204Denial Code (CARC)Active
Effective 02/28/2007

CARC 204 Denial Code - Coverage Fixes & Appeals

Code 204 tells you the payer classified the billed service, item, or medication as a plan exclusion — the member’s benefit package simply does not include it. Nothing was repriced or reduced here; coverage itself is the issue, which is why the balance usually shifts to the patient rather than into a contractual write-off.

Who Pays: Group Code Liability

Code 204 almost always arrives as PR-204: a benefit-plan exclusion is the patient’s responsibility, and the patient can be billed for the service. Two cautions before sending that statement: a signed notice of non-coverage obtained before the service makes the balance far easier to collect, and Medicaid plans plus some network contracts prohibit balance-billing members for non-covered items — check the contract first. CO-204 is the exception, appearing when the provider’s payer contract bars billing the member for non-covered services; in that case the amount is a write-off. The group code printed on the remittance — not the reason code — decides who absorbs the balance.

Why Claims Get Code 204

  • The service is explicitly excluded under the patient's plan.
  • The patient's benefit plan does not cover the specific equipment or drug.
  • The service was provided by an out-of-network provider not covered by the plan.
  • The patient's plan does not include coverage for services rendered at the location provided.
  • The patient has a limited benefit plan that does not cover certain services.

How to Fix & Resubmit

  1. Verify the patient's coverage details to confirm if the service is indeed not covered.
  2. Check if there are any benefit plan updates that might affect coverage.
  3. Contact the payer to clarify if there was a mistake in processing the claim.
  4. If a coverage misunderstanding exists, discuss options with the patient, including potential billing or alternative solutions.
  5. If the service should be covered, submit a corrected claim with supporting documentation.

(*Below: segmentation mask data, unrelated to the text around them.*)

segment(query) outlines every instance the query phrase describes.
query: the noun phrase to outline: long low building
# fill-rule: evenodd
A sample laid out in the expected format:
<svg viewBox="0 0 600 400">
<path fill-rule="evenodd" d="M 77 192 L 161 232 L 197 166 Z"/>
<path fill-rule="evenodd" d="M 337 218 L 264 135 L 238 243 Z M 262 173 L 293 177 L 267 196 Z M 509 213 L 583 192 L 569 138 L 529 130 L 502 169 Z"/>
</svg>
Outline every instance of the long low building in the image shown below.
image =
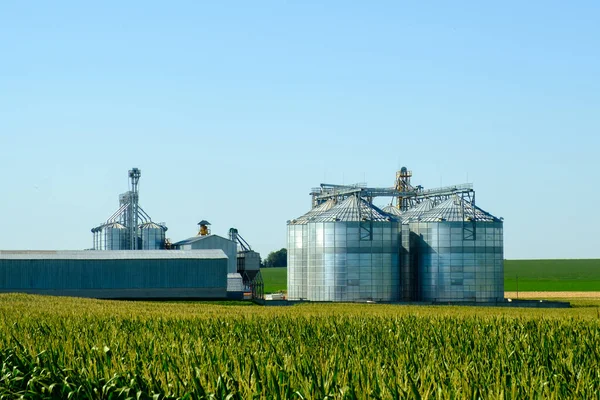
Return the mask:
<svg viewBox="0 0 600 400">
<path fill-rule="evenodd" d="M 0 251 L 0 293 L 102 299 L 221 299 L 222 250 Z"/>
</svg>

Corrected Claim or Appeal?

Submit a corrected claim if you find the service should be covered according to the benefit plan details. If not, an appeal is necessary only if there's evidence of a processing error or misinterpretation by the payer.

Preventing Future 204 Denials

  • Verify patient benefits and coverage before rendering services.
  • Ensure services rendered are within the network and covered by the patient's plan.
  • Regularly update and review payer contracts and coverage updates.
  • Communicate clearly with patients about their coverage limitations before service.